According to the report, entrepreneurs in South Asia face large regulatory obstacles to doing business. For example, it takes 18 months of salary, on average in the region, to dismiss a redundant worker.

More than a year (425 days) is needed to register property in Bangladesh. Taxes are high -- a standard company in India pays 81 per cent of commercial profits in taxes, while in Pakistan, it takes 560 hours per year to comply with all tax regulations. Good practices exist within India, Bangladesh, and Pakistan. The report team has found that if each city in these countries mimicked the best practices followed in other cities within the country, the country ranking and ease of doing business would improve drastically.

For India to jump 55 places in the ease of Doing Business rankings, the country would need to adopt for example Jaipur's regulations on starting a business, Bhubaneshwar's rules on contract enforcement and taxes, and Chennai's trade practices.

Adopting these would move India's current global ranking from 134th to 79th.

In Pakistan, implementing each city's best practice would result in a 22-place jump in the global Doing Business rankings, from 74th to 52nd place.

In 2005-2006, the pace of reform was slower in South Asia than in any other region, with only India and Pakistan starting to improve their business environment.

''Countries are competing for investment, enterprises, and the jobs that come with them. Some improvements are underway in the region, but the pace of reform must increase if South Asia wants to keep up with the rest of the world,'' says Simon Bell, World Bank Manager for Financial and Private Sector Development in South Asia.

As a region, South Asia performs comparatively well in business start-up and protecting investors.

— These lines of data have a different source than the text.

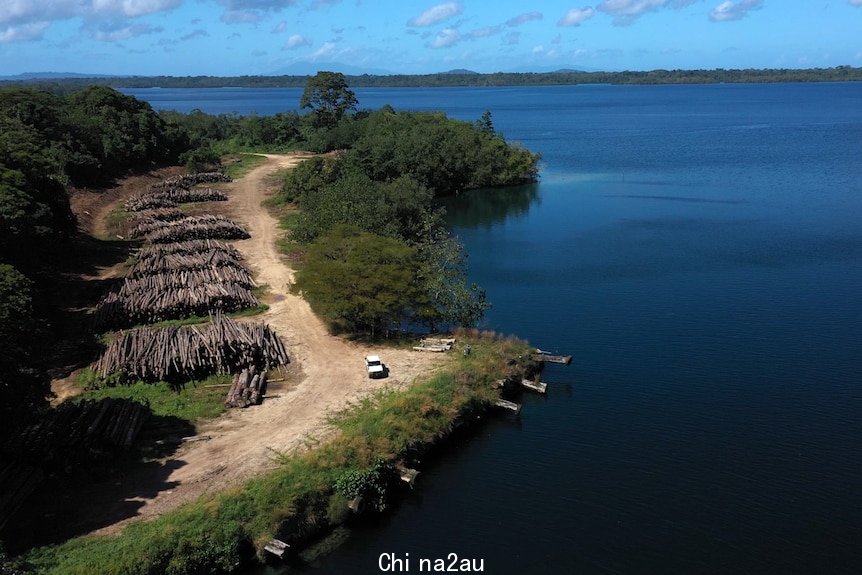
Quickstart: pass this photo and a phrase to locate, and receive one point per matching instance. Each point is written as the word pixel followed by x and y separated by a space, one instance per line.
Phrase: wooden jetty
pixel 406 474
pixel 436 344
pixel 537 386
pixel 551 358
pixel 277 547
pixel 510 405
pixel 357 504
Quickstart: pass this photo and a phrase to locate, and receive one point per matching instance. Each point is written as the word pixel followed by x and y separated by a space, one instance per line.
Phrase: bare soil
pixel 327 373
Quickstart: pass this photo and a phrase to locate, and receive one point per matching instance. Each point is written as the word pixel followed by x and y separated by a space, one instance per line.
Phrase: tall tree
pixel 360 282
pixel 329 98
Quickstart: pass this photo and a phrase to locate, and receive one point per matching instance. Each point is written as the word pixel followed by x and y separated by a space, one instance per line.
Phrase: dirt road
pixel 329 371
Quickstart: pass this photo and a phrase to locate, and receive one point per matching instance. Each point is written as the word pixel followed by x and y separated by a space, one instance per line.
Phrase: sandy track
pixel 330 373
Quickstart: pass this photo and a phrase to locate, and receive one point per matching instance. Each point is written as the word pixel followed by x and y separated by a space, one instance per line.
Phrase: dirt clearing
pixel 326 374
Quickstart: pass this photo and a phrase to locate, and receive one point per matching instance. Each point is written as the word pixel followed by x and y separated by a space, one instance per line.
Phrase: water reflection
pixel 485 208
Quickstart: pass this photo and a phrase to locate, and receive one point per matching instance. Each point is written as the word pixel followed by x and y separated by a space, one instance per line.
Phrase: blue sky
pixel 247 37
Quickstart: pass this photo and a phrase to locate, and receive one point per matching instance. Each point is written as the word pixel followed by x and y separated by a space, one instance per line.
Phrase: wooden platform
pixel 435 344
pixel 406 474
pixel 510 405
pixel 277 547
pixel 537 386
pixel 547 357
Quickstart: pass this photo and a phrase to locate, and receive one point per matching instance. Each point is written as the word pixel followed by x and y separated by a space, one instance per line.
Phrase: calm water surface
pixel 698 250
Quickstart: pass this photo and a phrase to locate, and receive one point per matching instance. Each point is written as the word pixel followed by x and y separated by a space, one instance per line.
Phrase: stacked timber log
pixel 170 197
pixel 189 180
pixel 74 432
pixel 195 228
pixel 186 247
pixel 164 215
pixel 248 388
pixel 180 353
pixel 153 261
pixel 177 294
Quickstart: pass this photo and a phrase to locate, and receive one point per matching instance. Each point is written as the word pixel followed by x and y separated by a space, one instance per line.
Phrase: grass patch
pixel 297 500
pixel 241 164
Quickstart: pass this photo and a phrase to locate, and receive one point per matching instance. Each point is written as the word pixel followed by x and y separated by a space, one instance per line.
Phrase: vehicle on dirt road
pixel 374 366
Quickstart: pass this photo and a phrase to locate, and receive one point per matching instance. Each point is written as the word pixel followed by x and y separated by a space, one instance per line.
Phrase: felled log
pixel 196 227
pixel 180 353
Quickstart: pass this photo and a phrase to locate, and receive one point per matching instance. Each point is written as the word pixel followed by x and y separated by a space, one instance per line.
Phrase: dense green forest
pixel 377 257
pixel 462 78
pixel 382 179
pixel 48 144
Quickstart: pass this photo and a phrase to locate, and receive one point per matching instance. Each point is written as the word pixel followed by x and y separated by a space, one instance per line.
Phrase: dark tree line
pixel 378 256
pixel 467 78
pixel 384 181
pixel 47 143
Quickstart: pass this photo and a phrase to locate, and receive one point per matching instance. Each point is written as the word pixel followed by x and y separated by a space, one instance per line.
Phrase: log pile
pixel 248 388
pixel 195 228
pixel 177 294
pixel 164 215
pixel 172 197
pixel 180 353
pixel 191 255
pixel 189 180
pixel 74 432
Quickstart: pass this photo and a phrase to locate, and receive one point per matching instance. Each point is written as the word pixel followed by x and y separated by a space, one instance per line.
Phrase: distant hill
pixel 53 76
pixel 312 68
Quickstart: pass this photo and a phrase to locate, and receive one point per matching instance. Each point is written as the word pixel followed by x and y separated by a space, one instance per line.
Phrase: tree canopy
pixel 329 98
pixel 360 282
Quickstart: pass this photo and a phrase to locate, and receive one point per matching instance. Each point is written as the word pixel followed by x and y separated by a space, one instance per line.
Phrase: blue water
pixel 698 250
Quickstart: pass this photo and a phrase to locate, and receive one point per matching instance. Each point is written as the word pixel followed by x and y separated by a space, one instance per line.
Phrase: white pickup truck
pixel 374 366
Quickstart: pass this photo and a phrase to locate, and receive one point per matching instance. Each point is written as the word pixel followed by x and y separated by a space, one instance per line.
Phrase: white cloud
pixel 132 8
pixel 199 33
pixel 328 50
pixel 526 17
pixel 125 32
pixel 729 10
pixel 22 20
pixel 298 41
pixel 240 16
pixel 575 16
pixel 446 38
pixel 23 33
pixel 32 11
pixel 512 38
pixel 250 11
pixel 485 32
pixel 627 11
pixel 436 14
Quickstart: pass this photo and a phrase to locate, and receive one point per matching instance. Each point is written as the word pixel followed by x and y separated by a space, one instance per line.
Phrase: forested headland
pixel 373 257
pixel 467 78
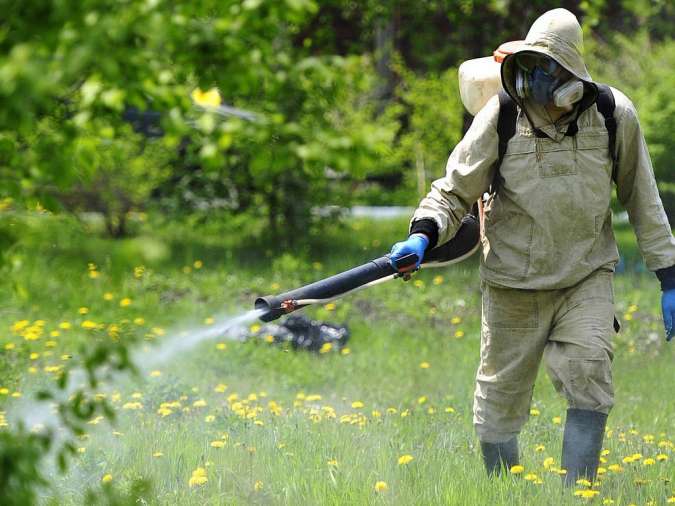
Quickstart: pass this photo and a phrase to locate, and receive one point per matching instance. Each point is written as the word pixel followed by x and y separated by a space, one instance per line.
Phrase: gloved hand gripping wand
pixel 461 246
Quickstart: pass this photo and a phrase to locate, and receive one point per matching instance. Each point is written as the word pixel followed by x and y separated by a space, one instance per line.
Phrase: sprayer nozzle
pixel 270 313
pixel 289 305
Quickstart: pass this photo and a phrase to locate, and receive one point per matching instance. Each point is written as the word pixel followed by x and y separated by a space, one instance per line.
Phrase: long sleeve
pixel 638 193
pixel 469 173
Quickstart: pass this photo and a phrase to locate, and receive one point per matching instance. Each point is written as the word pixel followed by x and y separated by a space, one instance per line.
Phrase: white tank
pixel 480 78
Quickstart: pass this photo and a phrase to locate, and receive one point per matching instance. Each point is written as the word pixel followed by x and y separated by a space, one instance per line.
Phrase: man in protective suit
pixel 548 251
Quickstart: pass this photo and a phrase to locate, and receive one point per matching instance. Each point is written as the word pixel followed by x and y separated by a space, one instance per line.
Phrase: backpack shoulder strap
pixel 606 105
pixel 506 128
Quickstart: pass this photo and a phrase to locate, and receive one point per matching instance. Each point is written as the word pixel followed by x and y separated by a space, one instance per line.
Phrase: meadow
pixel 386 420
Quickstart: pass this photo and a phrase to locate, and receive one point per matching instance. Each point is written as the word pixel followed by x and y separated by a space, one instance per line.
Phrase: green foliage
pixel 64 92
pixel 21 454
pixel 643 70
pixel 434 125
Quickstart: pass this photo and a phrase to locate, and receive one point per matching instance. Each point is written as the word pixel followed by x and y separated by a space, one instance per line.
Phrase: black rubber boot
pixel 500 455
pixel 582 443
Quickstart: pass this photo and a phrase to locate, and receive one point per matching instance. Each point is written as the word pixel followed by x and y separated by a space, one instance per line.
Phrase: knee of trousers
pixel 584 377
pixel 500 409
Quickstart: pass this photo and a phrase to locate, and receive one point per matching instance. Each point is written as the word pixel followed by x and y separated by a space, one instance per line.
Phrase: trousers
pixel 571 328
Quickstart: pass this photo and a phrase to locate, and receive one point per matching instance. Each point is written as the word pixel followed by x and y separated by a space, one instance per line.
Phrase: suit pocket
pixel 510 242
pixel 510 308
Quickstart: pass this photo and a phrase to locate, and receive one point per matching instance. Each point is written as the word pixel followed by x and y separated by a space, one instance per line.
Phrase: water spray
pixel 461 246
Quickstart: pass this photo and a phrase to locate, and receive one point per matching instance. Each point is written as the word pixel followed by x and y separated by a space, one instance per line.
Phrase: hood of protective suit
pixel 556 34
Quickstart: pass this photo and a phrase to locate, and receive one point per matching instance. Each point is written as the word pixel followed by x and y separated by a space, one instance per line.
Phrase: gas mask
pixel 544 80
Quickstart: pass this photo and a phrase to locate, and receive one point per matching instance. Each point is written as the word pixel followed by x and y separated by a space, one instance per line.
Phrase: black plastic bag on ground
pixel 306 334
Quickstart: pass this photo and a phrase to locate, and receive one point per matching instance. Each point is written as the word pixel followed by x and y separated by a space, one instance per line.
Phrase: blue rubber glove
pixel 416 244
pixel 668 308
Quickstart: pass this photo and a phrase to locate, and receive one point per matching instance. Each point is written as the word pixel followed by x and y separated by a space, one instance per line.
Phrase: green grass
pixel 395 328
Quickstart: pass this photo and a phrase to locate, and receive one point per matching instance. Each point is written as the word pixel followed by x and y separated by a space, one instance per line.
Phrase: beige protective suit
pixel 548 247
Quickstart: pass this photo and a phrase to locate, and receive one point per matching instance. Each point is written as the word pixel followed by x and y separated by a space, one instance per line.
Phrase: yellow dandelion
pixel 587 493
pixel 198 477
pixel 209 98
pixel 381 486
pixel 405 459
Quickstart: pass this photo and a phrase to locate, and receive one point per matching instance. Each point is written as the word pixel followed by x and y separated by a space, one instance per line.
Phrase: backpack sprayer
pixel 461 246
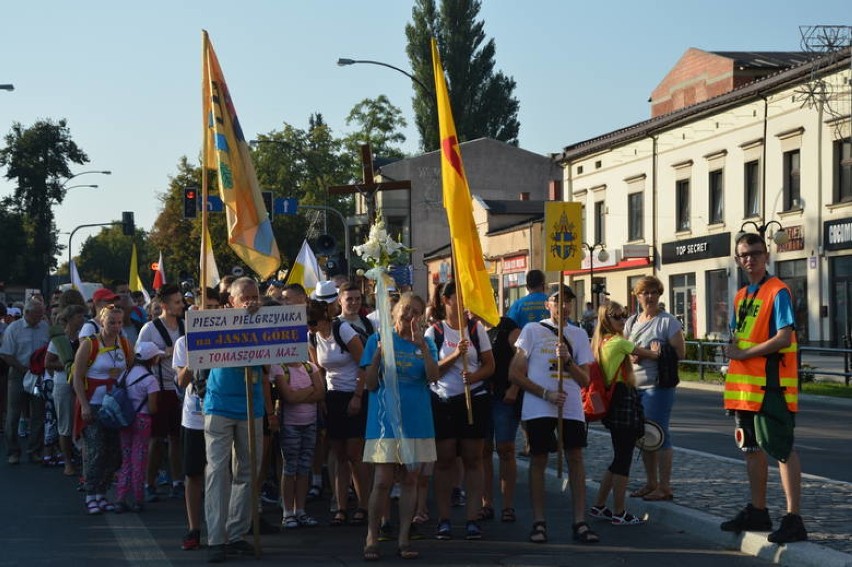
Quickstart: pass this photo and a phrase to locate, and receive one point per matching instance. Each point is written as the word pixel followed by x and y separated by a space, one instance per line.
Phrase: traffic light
pixel 267 202
pixel 190 202
pixel 128 225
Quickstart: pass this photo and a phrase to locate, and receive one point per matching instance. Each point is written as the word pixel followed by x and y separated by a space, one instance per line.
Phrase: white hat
pixel 147 350
pixel 325 291
pixel 653 438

It lags far behind, however, on the ease of employing workers, enforcing contracts, and trading across borders. For example, resolving commercial disputes through the courts is more time-consuming in South Asia than in any other region. On an average it takes almost three years (969 days).

It has said that complex and costly business regulations push workers into the underground economy.

In India, over 8 million workers have formal jobs in the private sector in a country of over one billion people and a workforce of 458 million.

Sri Lanka has over four million workers in formal private sector jobs out of a workforce of about seven million.

In Bangladesh, seven million workers have formal jobs in the private sector.

In Northern European countries, where it is easy to do business and people benefit from social protection, less than 8 per cent of all economic activity occurs in the underground economy.

''The structure and detail of information captured by the Doing Business indicators allow governments to pinpoint regulatory bottlenecks and make international comparisons to identify best practices. As a result, Doing Business has been recognised by governments and has already generated over 50 reforms in nearly 40 countries,'' according to Caralee McLiesh, one of the authors of the report.